A WITHOLDING TAX FOR NON-RESIDENTS OD CANADA

✦ A withholding tax in real estate transactions arises when a non-resident of Canada sells property located in Canada.

✦ A non-resident seller is obliged to notify the Canada Revenue Agency (CRA) about the upcoming transaction and to pay taxes before or immediately after the deal is closed.

✦ This 4-step process is explained in details in an information circular (IC72-17R6) issued by the CRA and named “Procedures concerning the disposition of taxable Canadian property by non-residents of Canada – Section 116”.

✦ Why is it important to start this process immediately after a non-resident seller has decided to sell a property?
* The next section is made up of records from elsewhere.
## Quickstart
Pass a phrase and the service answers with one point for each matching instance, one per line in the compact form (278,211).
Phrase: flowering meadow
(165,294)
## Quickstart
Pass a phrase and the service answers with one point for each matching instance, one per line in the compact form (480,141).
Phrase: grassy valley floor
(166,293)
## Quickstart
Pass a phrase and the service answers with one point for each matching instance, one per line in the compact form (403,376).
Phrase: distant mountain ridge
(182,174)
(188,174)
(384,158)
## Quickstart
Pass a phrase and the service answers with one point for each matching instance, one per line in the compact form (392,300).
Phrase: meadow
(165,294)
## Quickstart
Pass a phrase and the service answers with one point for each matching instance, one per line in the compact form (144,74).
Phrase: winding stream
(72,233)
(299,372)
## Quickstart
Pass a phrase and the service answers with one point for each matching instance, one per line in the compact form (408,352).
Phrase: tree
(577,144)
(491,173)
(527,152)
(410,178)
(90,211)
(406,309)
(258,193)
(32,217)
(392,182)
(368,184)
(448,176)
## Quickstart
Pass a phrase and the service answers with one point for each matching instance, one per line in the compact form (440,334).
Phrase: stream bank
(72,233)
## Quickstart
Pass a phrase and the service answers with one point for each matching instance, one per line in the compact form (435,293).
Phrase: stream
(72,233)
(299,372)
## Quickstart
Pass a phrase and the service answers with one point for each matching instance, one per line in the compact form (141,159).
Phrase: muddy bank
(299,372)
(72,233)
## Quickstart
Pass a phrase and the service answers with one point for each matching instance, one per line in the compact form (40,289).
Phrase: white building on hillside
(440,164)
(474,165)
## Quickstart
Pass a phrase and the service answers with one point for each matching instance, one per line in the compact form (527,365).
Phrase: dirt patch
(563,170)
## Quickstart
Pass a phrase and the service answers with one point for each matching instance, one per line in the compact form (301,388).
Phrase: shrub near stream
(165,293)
✦ It will ease the seller’s life. If the process is completed before the closing date, (i.e. the notice in the prescribed form submitted to CRA) the taxes calculated in this notice are paid and the certificate of compliance is obtained, the seller will obtain the full amount of the sale proceeds on the closing date.

✦ If by the closing date, nothing is done, the purchaser is entitled to withhold 25% of the purchase price and has the right to remit the whole amount to CRA after 30 days from the end of the month in which the property was acquired.

✦ It’s worth to mention that when a non-resident seller complies with the law requirement to submit the notice to CRA within the prescribed time, the seller will have to pay 25% of withholding tax calculated as the difference between the purchase and the sale price, but in case the seller does not comply with the law requirement, the law allows the purchaser to withhold and remit to CRA 25% of the purchase price which is much higher than the first-mentioned amount.

✦ For example, if the non-resident seller bought the house for $100,000.00 and sold the house for $150,000.00, the seller will need to fill in the Notice and pay 25% of the difference between $150,000.00 and $100,000.00 which is $12,500.00. The amounts might be lower depending on the personal situation of the seller. An experienced accountant is a great value in this case.

✦ In case the seller does not comply with the law and does not submit the Notice within the prescribed time, the purchaser may withhold 25% of the purchase price (using the example up there, that would be $37,500 of the price that the house was sold for, which was $150,000.00)

✦ In practice, the purchaser’s lawyer withholding the amount equal to 25% of the purchase price is quite rare. Normally, the seller submits the Notice to CRA before the closing date or within 10 days after the closing date as it’s prescribed by law. The seller’s lawyer keeps in trust the amount equal to 25% of the purchase price. The Seller’s lawyer makes the required tax payments to CRA for the Seller and releases the balance to the Seller upon the receipt of the certificate of compliance from CRA.

✦ As I mentioned above, an experienced accountant is necessary for the successful completion of the task. The accountant properly calculates the amounts required for the Notice and successfully communicates with CRA should any questions arise.